April 19, 2009

Greetings from the American Association for Cancer Research (AACR): Chief Scientific Officer, Louise Perkins

Greetings from the American Association for Cancer Research (AACR) annual meeting in Denver, Colorado!   This annual gathering is the most important cancer research meeting in the US, bringing together tens of thousands of research scientists and clinical researchers from around the world, with expertise in many different types of cancer, including multiple myeloma.

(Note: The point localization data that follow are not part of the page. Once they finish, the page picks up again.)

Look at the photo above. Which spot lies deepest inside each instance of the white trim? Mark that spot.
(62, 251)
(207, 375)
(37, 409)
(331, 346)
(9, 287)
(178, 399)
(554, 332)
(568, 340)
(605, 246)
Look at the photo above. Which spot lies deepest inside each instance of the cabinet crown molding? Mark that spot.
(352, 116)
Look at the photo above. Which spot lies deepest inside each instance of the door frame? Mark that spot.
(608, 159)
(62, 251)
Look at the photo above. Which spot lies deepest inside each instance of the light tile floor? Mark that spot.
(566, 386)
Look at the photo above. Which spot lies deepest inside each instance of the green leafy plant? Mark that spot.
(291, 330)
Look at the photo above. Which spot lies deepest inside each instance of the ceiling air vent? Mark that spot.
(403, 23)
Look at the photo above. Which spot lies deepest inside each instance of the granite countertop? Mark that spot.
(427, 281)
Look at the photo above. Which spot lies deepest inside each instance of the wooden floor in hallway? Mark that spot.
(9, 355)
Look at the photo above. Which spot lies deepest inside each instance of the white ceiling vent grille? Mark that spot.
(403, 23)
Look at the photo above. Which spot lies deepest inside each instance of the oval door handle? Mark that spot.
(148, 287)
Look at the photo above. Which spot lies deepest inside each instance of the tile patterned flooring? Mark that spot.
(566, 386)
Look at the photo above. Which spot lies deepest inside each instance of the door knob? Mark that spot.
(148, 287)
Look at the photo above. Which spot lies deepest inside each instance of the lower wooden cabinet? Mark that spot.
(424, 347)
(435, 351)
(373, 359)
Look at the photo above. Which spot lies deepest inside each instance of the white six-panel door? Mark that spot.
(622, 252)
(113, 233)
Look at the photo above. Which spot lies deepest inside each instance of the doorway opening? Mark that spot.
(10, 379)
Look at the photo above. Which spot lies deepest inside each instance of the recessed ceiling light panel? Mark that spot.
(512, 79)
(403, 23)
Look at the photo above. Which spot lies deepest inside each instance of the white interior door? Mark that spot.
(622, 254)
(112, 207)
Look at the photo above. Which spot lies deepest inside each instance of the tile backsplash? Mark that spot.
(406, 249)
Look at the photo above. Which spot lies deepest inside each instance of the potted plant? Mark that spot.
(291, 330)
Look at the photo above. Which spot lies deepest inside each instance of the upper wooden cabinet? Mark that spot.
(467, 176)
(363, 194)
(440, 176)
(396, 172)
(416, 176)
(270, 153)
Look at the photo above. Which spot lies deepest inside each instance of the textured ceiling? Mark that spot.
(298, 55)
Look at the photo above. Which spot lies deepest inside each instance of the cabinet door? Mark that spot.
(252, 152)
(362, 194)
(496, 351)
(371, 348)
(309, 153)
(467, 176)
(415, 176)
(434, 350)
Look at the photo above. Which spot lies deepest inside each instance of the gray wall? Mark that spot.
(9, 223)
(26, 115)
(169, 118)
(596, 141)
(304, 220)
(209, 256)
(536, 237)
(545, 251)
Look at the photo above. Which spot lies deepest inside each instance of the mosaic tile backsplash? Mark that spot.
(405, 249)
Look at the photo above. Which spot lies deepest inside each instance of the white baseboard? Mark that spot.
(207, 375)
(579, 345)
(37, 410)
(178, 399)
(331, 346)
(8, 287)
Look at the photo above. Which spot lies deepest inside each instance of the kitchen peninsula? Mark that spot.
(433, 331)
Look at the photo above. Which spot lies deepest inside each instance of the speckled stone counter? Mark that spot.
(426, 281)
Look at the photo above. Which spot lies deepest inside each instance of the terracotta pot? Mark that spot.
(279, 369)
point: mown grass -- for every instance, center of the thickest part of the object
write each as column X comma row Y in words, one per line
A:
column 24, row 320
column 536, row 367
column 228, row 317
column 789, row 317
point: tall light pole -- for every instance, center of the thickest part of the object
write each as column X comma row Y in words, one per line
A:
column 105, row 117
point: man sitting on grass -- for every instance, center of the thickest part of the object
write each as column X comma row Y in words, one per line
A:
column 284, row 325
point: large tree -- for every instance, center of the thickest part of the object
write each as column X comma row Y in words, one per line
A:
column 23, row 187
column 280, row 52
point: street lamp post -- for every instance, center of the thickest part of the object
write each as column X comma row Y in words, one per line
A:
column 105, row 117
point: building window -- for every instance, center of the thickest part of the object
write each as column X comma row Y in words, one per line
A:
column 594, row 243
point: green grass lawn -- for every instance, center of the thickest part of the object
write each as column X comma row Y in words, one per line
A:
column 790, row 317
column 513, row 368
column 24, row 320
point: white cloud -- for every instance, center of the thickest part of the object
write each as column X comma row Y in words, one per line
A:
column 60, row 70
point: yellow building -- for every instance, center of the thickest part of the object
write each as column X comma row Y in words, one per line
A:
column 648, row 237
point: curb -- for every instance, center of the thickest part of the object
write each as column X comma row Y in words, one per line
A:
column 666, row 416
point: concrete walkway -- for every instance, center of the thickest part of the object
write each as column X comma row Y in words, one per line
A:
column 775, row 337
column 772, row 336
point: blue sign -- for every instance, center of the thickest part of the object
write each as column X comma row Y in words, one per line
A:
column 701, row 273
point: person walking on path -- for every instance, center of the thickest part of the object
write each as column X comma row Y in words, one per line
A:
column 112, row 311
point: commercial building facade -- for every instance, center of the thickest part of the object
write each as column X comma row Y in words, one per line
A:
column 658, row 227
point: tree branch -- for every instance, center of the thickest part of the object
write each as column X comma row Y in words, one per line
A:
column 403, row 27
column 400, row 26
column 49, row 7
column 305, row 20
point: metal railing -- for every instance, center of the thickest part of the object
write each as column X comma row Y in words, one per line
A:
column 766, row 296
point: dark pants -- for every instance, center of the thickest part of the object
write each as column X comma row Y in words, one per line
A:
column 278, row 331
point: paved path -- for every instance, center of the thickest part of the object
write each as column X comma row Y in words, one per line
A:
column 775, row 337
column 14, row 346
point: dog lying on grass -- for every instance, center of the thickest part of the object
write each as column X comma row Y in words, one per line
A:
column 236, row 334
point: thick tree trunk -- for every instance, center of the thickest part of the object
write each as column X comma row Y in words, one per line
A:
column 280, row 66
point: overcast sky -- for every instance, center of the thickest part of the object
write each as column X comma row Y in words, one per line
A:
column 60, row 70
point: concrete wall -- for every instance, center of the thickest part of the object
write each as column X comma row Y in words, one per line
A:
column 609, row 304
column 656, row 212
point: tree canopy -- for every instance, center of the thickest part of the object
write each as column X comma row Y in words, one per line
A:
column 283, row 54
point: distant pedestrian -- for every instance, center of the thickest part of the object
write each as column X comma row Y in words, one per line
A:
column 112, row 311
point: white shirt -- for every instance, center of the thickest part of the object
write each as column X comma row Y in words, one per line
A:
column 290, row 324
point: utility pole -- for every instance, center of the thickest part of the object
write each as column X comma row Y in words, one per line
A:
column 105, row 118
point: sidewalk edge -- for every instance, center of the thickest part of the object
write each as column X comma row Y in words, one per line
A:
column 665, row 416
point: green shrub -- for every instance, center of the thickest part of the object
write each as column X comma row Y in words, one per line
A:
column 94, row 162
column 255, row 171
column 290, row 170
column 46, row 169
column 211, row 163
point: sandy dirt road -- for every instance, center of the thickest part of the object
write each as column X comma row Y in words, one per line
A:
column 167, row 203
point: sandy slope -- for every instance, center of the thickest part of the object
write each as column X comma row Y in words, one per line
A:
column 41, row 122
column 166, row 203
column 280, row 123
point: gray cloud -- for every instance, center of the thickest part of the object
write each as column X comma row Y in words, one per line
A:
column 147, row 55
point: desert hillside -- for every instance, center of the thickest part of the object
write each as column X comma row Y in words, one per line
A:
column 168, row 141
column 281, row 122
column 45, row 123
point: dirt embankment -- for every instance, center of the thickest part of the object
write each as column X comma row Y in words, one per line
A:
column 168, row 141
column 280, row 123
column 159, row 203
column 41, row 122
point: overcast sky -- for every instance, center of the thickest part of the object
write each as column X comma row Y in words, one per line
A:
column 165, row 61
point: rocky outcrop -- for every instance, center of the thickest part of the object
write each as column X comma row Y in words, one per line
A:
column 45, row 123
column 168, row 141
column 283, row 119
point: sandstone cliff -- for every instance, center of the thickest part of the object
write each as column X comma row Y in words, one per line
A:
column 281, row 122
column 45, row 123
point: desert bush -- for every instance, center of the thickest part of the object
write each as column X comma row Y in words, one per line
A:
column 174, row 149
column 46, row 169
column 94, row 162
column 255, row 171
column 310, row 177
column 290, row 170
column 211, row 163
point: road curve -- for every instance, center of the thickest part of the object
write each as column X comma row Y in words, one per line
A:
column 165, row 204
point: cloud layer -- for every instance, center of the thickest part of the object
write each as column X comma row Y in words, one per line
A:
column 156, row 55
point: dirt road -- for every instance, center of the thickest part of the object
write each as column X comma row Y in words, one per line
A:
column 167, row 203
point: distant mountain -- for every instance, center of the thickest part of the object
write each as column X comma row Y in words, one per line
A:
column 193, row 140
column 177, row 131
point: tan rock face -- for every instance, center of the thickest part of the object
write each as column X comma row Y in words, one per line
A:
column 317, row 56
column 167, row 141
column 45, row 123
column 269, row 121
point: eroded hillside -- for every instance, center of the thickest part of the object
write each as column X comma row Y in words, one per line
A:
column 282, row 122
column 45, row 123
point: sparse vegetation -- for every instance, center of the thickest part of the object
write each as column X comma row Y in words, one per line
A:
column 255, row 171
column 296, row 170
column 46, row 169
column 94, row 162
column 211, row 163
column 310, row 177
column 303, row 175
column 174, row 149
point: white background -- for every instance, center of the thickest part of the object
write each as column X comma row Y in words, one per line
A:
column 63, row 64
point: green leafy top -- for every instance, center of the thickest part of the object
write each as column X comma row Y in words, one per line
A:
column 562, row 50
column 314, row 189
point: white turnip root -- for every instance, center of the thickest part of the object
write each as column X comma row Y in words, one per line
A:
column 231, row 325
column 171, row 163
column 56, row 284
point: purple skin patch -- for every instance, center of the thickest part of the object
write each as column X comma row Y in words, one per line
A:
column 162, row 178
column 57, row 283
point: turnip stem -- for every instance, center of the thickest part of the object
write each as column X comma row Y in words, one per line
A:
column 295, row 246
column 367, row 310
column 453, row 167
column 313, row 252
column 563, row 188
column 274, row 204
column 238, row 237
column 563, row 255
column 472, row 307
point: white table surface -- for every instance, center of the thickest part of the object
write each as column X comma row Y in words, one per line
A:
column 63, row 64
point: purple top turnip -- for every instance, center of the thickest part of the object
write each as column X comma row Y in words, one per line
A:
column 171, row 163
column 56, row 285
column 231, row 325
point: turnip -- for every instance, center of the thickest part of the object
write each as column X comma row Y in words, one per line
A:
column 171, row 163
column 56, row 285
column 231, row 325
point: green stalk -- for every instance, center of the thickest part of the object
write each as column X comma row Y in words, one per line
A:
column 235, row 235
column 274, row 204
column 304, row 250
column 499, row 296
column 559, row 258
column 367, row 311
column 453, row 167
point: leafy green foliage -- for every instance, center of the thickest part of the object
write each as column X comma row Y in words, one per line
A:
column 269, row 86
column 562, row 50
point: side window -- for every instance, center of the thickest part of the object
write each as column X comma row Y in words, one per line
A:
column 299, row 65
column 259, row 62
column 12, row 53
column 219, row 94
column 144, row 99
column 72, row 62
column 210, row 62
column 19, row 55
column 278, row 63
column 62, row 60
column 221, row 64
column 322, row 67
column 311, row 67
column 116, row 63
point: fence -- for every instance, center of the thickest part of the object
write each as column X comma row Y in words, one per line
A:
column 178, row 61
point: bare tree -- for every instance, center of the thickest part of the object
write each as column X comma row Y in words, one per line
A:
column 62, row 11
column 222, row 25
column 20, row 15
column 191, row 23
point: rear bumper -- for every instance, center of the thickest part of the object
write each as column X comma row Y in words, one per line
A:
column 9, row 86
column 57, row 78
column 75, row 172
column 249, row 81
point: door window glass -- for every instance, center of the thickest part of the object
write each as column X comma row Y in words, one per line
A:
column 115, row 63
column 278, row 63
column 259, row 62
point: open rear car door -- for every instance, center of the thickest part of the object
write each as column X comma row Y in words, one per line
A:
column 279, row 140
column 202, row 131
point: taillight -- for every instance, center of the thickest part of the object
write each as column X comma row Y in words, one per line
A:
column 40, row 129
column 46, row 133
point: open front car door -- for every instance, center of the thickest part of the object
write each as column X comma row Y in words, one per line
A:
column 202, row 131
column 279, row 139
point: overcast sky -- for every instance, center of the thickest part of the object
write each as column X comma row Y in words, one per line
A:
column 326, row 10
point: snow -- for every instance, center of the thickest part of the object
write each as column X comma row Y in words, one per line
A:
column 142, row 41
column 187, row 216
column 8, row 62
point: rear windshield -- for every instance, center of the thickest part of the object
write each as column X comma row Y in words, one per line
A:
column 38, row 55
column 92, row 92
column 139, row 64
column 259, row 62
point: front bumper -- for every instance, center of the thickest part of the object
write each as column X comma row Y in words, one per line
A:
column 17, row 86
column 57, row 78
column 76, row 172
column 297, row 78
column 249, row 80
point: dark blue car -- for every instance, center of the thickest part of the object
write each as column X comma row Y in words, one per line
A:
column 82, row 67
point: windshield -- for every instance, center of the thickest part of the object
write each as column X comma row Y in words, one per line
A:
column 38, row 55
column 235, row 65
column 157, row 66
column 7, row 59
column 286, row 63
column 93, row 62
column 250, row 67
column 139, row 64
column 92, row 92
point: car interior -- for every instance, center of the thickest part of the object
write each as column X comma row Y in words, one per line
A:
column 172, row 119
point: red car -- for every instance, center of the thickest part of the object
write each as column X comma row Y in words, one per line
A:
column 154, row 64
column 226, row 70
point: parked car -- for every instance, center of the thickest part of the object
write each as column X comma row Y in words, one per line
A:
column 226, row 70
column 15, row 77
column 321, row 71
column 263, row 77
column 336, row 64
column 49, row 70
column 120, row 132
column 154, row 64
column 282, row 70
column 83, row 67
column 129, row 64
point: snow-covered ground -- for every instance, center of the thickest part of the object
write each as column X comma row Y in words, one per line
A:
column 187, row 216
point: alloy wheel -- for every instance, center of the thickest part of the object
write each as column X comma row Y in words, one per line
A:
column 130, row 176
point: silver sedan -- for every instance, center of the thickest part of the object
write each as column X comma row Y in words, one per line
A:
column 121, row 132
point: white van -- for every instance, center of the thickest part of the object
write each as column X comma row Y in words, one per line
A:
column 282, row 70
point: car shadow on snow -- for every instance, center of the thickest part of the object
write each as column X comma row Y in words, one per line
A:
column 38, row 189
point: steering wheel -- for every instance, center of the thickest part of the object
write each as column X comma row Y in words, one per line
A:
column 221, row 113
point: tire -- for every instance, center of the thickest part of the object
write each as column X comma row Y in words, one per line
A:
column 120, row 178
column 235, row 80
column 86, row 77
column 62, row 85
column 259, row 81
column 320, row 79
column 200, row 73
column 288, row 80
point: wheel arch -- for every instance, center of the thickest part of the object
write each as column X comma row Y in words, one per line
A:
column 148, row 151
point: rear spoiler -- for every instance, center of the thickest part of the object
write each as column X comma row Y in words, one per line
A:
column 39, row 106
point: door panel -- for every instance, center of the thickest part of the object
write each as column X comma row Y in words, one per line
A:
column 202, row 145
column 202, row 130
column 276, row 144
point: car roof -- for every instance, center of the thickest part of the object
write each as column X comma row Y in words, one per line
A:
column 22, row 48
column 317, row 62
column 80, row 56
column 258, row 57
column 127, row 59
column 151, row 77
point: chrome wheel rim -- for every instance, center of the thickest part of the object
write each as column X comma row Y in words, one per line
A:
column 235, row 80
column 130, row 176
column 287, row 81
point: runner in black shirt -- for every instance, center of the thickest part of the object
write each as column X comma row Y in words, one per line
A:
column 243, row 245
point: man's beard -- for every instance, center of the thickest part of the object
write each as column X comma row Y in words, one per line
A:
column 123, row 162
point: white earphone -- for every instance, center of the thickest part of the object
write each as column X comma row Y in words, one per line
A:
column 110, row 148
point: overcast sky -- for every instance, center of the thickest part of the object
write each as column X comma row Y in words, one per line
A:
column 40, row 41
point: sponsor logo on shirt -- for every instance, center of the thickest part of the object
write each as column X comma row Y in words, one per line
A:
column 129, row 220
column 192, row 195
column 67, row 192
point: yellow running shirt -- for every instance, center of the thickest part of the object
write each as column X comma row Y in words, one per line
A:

In addition to the scientific updates that will be presented over the next few days, one critical aspect from this convocation is the chance to meet with colleagues to explore innovative ideas and new approaches.  Several of us from the MMRF and MMRC capitalized on this opportunity to solidify existing and build new partnerships with biopharma companies to accelerate more treatments into myeloma clinical trials in the fastest possible timeframe.

Why is it so important to meet and work with these industry colleagues? Because they have the new drugs that could represent the next generation of myeloma therapies!  So, to ensure the most promising are tested in multiple myeloma, several us from MMRF (Joan Levy, Dan Cortright, Daniel Auclair and I) met with 8 companies over the span of 15 hours on Saturday. What did we learn and what was achieved? The MMRF and MMRC are clearly recognized as leaders among cancer non-profit foundations.  This reputation set the stage for the meaningful discussions we had.  The resulting innovative ideas may leverage the core strengths of the MMRF/MMRC but also depend on new models to prioritize, fund, and implement trials in this evolving field.

It’s hard to describe the level of enthusiasm apparent from many of the company representatives we met. For the most part, they clearly understand why the MMRF/C is such a special organization and how we are so well suited to advance new treatments into clinical trials.  They know that we are working for our patients and that it is in everyone’s best interest to cooperate because speedy trials mean drugs get to patients, a common goal for all of us.